Keywords: Bacteroides; cesarean section; functional maturation; hierarchical clustering; infant gut microbiota; shotgun metagenomics; vaginal delivery.

Figure 1

Taxonomic and functional maturation of infant microbiota during the first year of life. (A) PCoA on genus level taxonomic profiles. Taxonomic profiles were aggregated at the genus level. The beta diversity Bray-Curtis distance was computed between sample pairs and plotted as a PCoA. (B) Taxonomic alpha diversity and richness. Taxonomic profiles were aggregated at the species level. The Shannon alpha-diversity index and the Chao1 richness index were computed for each sample. (C) PCoA on KO functional profiles. The KO profiles were normalized as count per million reads. The beta diversity Bray-Curtis distance was computed between each sample pair and plotted as a PCoA. (D) Functional alpha diversity and richness. The KO profiles were normalized as previously described. The Shannon alpha-diversity index and the Chao1 richness index were computed for each sample. The comparisons between groups were conducted by unpaired Wilcoxon test.

Figure 2

Infant gut microbiota clusters, representative bacterial families, and enriched functions related to carbohydrate metabolism. At each sampling time point (3 weeks, 3 months, 6 months, and 1 year), the infants' samples were clustered by hierarchical clustering on taxonomic profiles aggregated at the family level using the Aitchison distance (Column 1). The color blocks below the dendrograms represent the clusters identified using the silhouette maximization method (Column 2). The average relative abundance of the families in each cluster was represented in the associated bar plots. Families with detection and prevalence below 10% were grouped into the “Other” category (Column 3). Bar plot showing the coefficients of differentially abundant carbohydrate metabolism-related pathways (MaAsLin2, linear model, q < 0.1) in the two identified clusters. Negative coefficients indicate association to cluster 1.

Figure 3

Three major microbiota development trajectories identified. (A) Alluvial plot showing the evolution of infants' microbiota trajectories through the first year of life, grouped according to the microbiota clusters identified at each time point.
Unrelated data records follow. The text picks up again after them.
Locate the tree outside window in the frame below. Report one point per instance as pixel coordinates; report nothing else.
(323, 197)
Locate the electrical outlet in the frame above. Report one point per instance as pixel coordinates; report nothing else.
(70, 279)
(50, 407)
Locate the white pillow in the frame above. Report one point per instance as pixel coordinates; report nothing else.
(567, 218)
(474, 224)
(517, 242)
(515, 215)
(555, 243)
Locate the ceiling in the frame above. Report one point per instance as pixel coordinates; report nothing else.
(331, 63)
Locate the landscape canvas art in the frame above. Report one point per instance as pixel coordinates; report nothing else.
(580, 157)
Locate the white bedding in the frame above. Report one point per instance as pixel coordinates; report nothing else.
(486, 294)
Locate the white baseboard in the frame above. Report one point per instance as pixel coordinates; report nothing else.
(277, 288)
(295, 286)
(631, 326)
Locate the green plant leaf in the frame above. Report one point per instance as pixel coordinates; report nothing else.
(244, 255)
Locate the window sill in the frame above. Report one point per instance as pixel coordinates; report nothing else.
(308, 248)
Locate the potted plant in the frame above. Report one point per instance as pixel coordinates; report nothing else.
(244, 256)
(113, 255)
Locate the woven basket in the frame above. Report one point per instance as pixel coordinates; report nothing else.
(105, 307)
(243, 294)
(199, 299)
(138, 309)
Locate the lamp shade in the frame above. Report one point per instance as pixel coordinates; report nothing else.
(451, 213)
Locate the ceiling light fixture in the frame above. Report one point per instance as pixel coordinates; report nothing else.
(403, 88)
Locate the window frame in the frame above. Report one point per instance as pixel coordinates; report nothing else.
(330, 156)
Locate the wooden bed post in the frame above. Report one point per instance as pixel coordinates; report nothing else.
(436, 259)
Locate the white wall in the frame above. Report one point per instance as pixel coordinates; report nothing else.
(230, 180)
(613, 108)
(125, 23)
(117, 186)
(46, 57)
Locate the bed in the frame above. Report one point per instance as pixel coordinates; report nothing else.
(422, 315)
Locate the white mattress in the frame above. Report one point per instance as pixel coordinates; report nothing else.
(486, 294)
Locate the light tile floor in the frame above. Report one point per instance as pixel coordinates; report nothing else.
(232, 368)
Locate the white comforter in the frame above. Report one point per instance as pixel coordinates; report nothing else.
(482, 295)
Groups of infants are colored according to the type of their trajectories. (B) Average relative abundance of bacterial families for infants within the same trajectory. Families with below 10% of relative abundance and prevalence are summed and grouped as “Other.” (C) The proportion of infants born by CS and VD infants with or without IAP in each trajectory.

Figure 4

Depletion of genus Bacteroides in a subset of VD infants. (A) PCA biplot based on family-level taxonomic profiles for VD infants at 3 weeks of age. Taxonomic profiles obtained for the 3-week samples were aggregated at the family level, and low abundance taxa were excluded before computing an Aitchinson distance between samples. Samples in the PCA biplot are colored as per the groups based on relative abundance of Bacteroides genus. Bacterial families contributing most to the observed variation were plotted as arrows on the biplot. (B) Average microbiota composition for infants grouped by the abundance of Bacteroides at 3 weeks. Taxonomic profiles are aggregated at the family level, and families with below 10% of relative abundance and prevalence are summed and grouped as “Other.” (C) Alluvial plot showing the evolution over the first year of life of infants according to the relative abundance of Bacteroides. A cutoff of 1% relative abundance of Bacteroides was chosen to group the samples, and the infants are colored by the relative abundance of Bacteroides at 3 weeks. (D) The taxonomic richness of the Bacteroides species (Chao1 index) in the infants and their respective mothers according to Bacteroides relative abundance at 3 weeks.